As always, the further we go back in Hollywood history,
the more that fact and legend become intertwined.
It's hard to say where the truth really lies.


January 22, 1968
Rowan & Martin's Laugh-In first aired.

January  23, 1983
The A-Team debuts on NBC. 

A go-getting newspaper reporter Amy Allen (Melinda Culea) seeks the help of a mysterious group of Vietnam-veterans-turned-soldiers-for-hire to find her missing colleague in Mexico. An elite commando unit in Vietnam, the so-called A-Team was wrongly imprisoned by the Army. They escaped and began working as mercenaries, doing whatever needed to be done for their various clients while consistently eluding the fanatic Army officers sent to catch them. The A-Team went on to become a huge hit and make a star of the-then little known actor Mr. T.

January 28, 1973
CBS-TV debuted Barnaby Jones.
Barnaby Jones is a television detective series starring Buddy Ebsen and Lee Meriwether as a father and daughter-in-law who run a private detective firm in Los AngelesCalifornia. The show was introduced as a midseason replacement on the CBS network and broadcast from 1973 to 1980. Halfway through the series run, Mark Shera was added to the cast as the cousin of Ebsen's character, who joins the firm. William Conrad guest-starred as Frank Cannon of Cannon on the first Barnaby Jones episode, "Requiem for a Son", and the 1975 two-part crossover episodes, "The Deadly Conspiracy". The series was produced by QM Productions(with Woodruff Productions in the final two seasons). It had the second longest QM series run (seven and a half seasons) following the nine years of The FBI. The series bore the Quinn Martin trademark where commercial breaks divided each episode into 4 "Acts" concluding with an epilogue. The opening credits were narrated by Hank Simms.

January 28, 1978
Fantasy Island premieres. 

Before it became a television series, Fantasy Island was introduced to viewers in 1977 and 1978 through two made-for-television films. Airing from 1978 to 1984, the original series starred Ricardo Montalbán as Mr. Roarke, the enigmatic overseer of a mysterious island somewhere in the Pacific Ocean, where people from all walks of life could come and live out their fantasies, albeit for a price.

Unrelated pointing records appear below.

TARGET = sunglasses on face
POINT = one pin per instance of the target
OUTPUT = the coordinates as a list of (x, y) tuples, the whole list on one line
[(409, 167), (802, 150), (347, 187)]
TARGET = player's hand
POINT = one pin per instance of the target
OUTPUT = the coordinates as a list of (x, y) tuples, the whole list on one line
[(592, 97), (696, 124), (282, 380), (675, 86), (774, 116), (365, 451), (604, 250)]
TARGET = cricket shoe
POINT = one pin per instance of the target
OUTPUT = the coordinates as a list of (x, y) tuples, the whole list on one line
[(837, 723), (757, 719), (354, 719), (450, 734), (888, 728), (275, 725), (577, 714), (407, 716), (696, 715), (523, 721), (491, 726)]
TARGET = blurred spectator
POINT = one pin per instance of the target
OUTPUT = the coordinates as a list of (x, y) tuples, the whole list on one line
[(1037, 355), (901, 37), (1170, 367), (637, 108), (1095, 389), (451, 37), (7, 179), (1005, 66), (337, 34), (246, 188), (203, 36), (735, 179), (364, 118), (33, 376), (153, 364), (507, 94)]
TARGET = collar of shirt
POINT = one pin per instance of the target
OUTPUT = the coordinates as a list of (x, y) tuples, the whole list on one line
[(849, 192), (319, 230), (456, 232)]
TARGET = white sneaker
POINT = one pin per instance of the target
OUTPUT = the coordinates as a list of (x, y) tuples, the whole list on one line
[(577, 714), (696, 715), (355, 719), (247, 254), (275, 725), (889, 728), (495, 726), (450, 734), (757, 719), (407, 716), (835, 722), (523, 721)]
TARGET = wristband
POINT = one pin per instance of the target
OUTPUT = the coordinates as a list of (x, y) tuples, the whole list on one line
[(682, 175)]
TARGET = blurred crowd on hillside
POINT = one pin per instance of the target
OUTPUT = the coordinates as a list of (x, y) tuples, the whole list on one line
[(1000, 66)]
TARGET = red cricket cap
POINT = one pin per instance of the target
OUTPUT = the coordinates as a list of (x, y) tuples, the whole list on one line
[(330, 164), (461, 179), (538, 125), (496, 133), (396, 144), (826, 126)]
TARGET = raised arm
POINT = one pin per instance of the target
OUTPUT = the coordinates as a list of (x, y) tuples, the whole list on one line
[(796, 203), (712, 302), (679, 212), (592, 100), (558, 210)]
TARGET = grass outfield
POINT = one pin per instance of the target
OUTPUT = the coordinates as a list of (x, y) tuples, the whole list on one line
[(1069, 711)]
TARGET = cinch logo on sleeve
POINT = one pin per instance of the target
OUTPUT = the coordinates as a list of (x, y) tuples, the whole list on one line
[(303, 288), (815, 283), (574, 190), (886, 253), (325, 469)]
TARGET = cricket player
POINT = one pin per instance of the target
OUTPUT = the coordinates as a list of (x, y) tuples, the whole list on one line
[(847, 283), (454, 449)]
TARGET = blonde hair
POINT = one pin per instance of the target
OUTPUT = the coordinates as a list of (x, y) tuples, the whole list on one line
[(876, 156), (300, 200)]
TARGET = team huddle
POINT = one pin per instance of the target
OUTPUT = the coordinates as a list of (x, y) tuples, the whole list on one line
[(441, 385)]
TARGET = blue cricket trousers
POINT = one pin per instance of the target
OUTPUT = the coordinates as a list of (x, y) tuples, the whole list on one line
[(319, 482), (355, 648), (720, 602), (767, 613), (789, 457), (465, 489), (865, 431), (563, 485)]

Roarke was known for his white suit and cultured demeanor, and was initially accompanied by an energetic sidekick, Tattoo (played by Hervé Villechaize). Tattoo would run up the main bell tower to ring the bell and shout "De plane! De plane!" to announce the arrival of a new set of guests at the beginning of each episode. This line, shown at the beginning of the series' credits, became an unlikely catchphrase because of Villechaize's spirited delivery and French accent. In later seasons, he would arrive in his personal go-kart, sized for him, and recklessly drive to join Roarke for the visitor reception while the staff scrambled to get out of his way. From 1981 to 1982, Wendy Schaal joined the cast as a beautiful brown-eyed blonde assistant named Julie. The producers dismissed Villechaize from the series before the 1983–1984 season, which ended up being its last, and Tattoo was replaced by a more sedate butler type named Lawrence (played by Christopher Hewett), who pressed an electronic button to ring the bell rather than climb the tower himself.
To quote the Bicentennial Minute, "And that's the way it was".